TokenHD models are evaluated with two metrics:

  • S_incor: Token-level F1 on hallucinated (incorrect) responses — measures how precisely the detector localizes errors.
  • S_cor: Recall on hallucination-free (correct) responses — measures how rarely the detector raises false alarms.

Evaluation

Evaluate using the TokenHD eval dataset:

from datasets import load_dataset
from transformers import AutoTokenizer, AutoModelForTokenClassification
import torch
import numpy as np

def hard_f1(y_true, y_pred):
    if max(y_true) == 0:
        y_true, y_pred = 1 - y_true, 1 - y_pred
    tp = np.sum((y_pred == 1) & (y_true == 1))
    fp = np.sum((y_pred == 1) & (y_true == 0))
    fn = np.sum((y_pred == 0) & (y_true == 1))
    precision = tp / (tp + fp + 1e-7)
    recall    = tp / (tp + fn + 1e-7)
    f1        = 2 * precision * recall / (precision + recall + 1e-7)
    return precision, recall, f1

model_id = "mr233/TokenHD-0.6B"
tokenizer = AutoTokenizer.from_pretrained(model_id)
model = AutoModelForTokenClassification.from_pretrained(
    model_id, num_labels=1, torch_dtype=torch.bfloat16, device_map="auto"
)
model.eval()

dataset = load_dataset("mr233/TokenHD-eval-data",
                       data_files="tokenhd_eval_math_500.jsonl", split="train")

f1_incor, f1_cor = [], []
for item in dataset:
    problem, raw_answer = item["problem"], item["raw_answer"]
    token_weights_gt = np.array(item["token_weights"], dtype=np.float32)
    gt_hard = (token_weights_gt > 0.5).astype(np.float32)
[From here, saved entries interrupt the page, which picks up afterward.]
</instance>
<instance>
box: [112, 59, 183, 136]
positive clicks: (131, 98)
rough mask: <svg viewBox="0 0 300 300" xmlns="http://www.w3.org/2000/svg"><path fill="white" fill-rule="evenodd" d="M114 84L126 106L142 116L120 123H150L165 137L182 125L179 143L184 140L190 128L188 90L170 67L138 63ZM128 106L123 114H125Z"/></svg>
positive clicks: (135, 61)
    messages = [{"role": "user", "content": problem},
                {"role": "assistant", "content": raw_answer}]
    input_ids = tokenizer.apply_chat_template(
        messages, tokenize=True, add_generation_prompt=False)[:-2]
    input_tensor = torch.tensor(input_ids, device=model.device).unsqueeze(0)

    with torch.no_grad():
        logits = model(input_ids=input_tensor).logits
    scores = torch.sigmoid(logits.squeeze(-1).squeeze(0))[-len(token_weights_gt):]
    pred_hard = (scores.float().cpu().numpy() > 0.5).astype(np.float32)

    _, _, f1 = hard_f1(gt_hard, pred_hard)
    if item["correctness"] == -1:
        f1_incor.append(f1)
    else:
        f1_cor.append(f1)

print(f"S_incor (F1 on hallucinated): {np.mean(f1_incor)*100:.2f}")
print(f"S_cor   (recall on correct):  {np.mean(f1_cor)*100:.2f}")